„Sie brauchen Rückhalt der Zivilgesellschaft“

Militärseelsorger Thomas Bretz-Rieck hat die Evakuierungsmission in Afghanistan begleitet. Hier berichtet er vom großen persönlichen Engagement der Truppe.

Militärpfarrer Thomas Bretz-Rieck aus Seedorf in Niedersachsen
Militärpfarrer Thomas Bretz-Rieck aus Seedorf in NiedersachsenKay Michalak / epd

Nach meiner Einsatzbegleitung bei den deutschen Kräften Resolute Support in Kabul liegt nun die Begleitung unserer Soldat:innen bei der jüngsten militärischen Evakuierungsoperation hinter mir. Ich habe es also mit einsatzerfahrenen Kräften zu tun. Die Männer und Frauen sind hoch motiviert und agieren mit großem persönlichem Engagement. Wenn sie unter den Bedingungen eines realen Einsatzes arbeiten können, steigert das beides. Wird doch der Sinn des alltäglichen Trainierens zur Aufrechterhaltung von Handlungssicherheit und Fitness vor diesem Hintergrund konkret greifbar.

Sie erwarten für ihren Dienst keine Dankbarkeit. Die Soldat:innen brauchen jedoch den Rückhalt der Zivilgesellschaft, wenn sie als Teil einer Parlamentsarmee ihre Arbeit in den Einsätzen, bei der Amtshilfe oder im Grundbetrieb tun. Denn die Identifikation mit ihrem Beruf ist hoch: Sie wollen auf diese Weise einen Beitrag für Land leisten.

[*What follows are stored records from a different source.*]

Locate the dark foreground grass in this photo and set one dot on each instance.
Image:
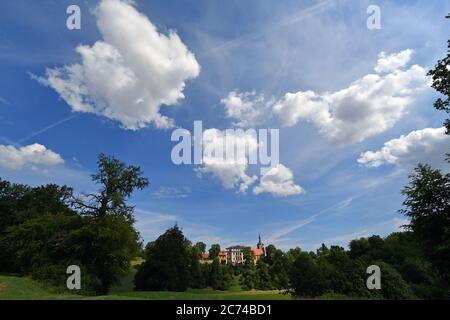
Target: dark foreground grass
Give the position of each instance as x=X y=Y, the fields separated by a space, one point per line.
x=24 y=288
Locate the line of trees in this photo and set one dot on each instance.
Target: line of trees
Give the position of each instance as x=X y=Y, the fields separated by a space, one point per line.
x=45 y=229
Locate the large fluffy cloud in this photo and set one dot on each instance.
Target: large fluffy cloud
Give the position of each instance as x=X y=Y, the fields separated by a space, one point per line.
x=34 y=154
x=129 y=74
x=424 y=146
x=246 y=109
x=232 y=168
x=278 y=181
x=369 y=106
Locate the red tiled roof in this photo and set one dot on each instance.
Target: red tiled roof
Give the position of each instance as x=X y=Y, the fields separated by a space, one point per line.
x=258 y=252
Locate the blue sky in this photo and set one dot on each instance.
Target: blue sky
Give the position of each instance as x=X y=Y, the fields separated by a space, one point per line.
x=258 y=50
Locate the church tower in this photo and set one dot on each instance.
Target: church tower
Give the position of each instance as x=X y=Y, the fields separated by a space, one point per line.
x=260 y=245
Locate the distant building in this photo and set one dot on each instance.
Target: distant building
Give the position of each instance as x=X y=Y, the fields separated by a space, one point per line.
x=234 y=255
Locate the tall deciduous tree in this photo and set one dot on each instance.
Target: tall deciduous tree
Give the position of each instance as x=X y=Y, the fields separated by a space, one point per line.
x=427 y=204
x=117 y=182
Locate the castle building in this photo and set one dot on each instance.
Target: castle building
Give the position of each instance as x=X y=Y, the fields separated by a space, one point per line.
x=234 y=255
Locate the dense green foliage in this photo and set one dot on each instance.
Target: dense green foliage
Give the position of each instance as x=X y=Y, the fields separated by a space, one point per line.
x=172 y=264
x=43 y=230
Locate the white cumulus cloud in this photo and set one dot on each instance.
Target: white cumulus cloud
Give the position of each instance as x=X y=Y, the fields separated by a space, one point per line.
x=421 y=146
x=230 y=170
x=369 y=106
x=247 y=109
x=129 y=74
x=278 y=181
x=33 y=155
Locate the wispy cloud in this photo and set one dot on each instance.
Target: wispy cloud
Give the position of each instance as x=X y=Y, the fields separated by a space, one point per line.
x=296 y=17
x=171 y=193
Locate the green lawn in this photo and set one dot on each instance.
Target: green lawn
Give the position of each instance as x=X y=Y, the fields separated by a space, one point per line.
x=23 y=288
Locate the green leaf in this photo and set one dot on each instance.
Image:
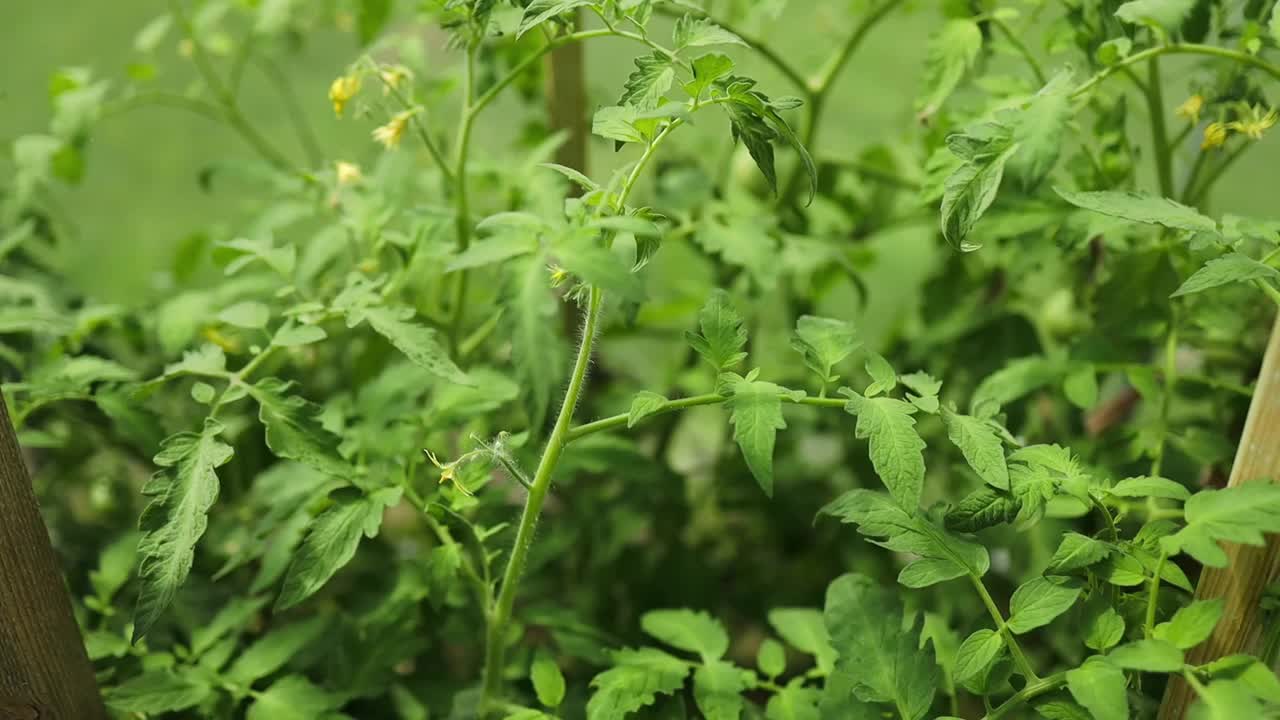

Die Soldat:innen reflektieren ihre Arbeit und ihre Rolle im kameradschaftlichen Gespräch. Sie sind diskursfähig und -willig. Pauschalen Zuschreibungen etwa mit Bezug auf ihre politische Ausrichtung, ihre Fähigkeit zur Anwendung militärischer Gewalt oder den allgemeinen Zustand der Truppe begegnen sie kritisch.

Die Männer und Frauen begegnen mir als Pfarrer offen und interessiert. Die seelsorgerliche Unterstützung vor Ort und in den Einsätzen nehmen sie sehr selbstverständlich in Anspruch. Auf die Unterrichte, die ich als Militärpfarrer zu halten habe, lassen sie sich engagiert ein. Unsere Gottesdienste sind gut besucht und persönliche Segnungshandlungen insbesondere in Situationen von Gefährdung und/oder Belastungen nehmen sie gern an.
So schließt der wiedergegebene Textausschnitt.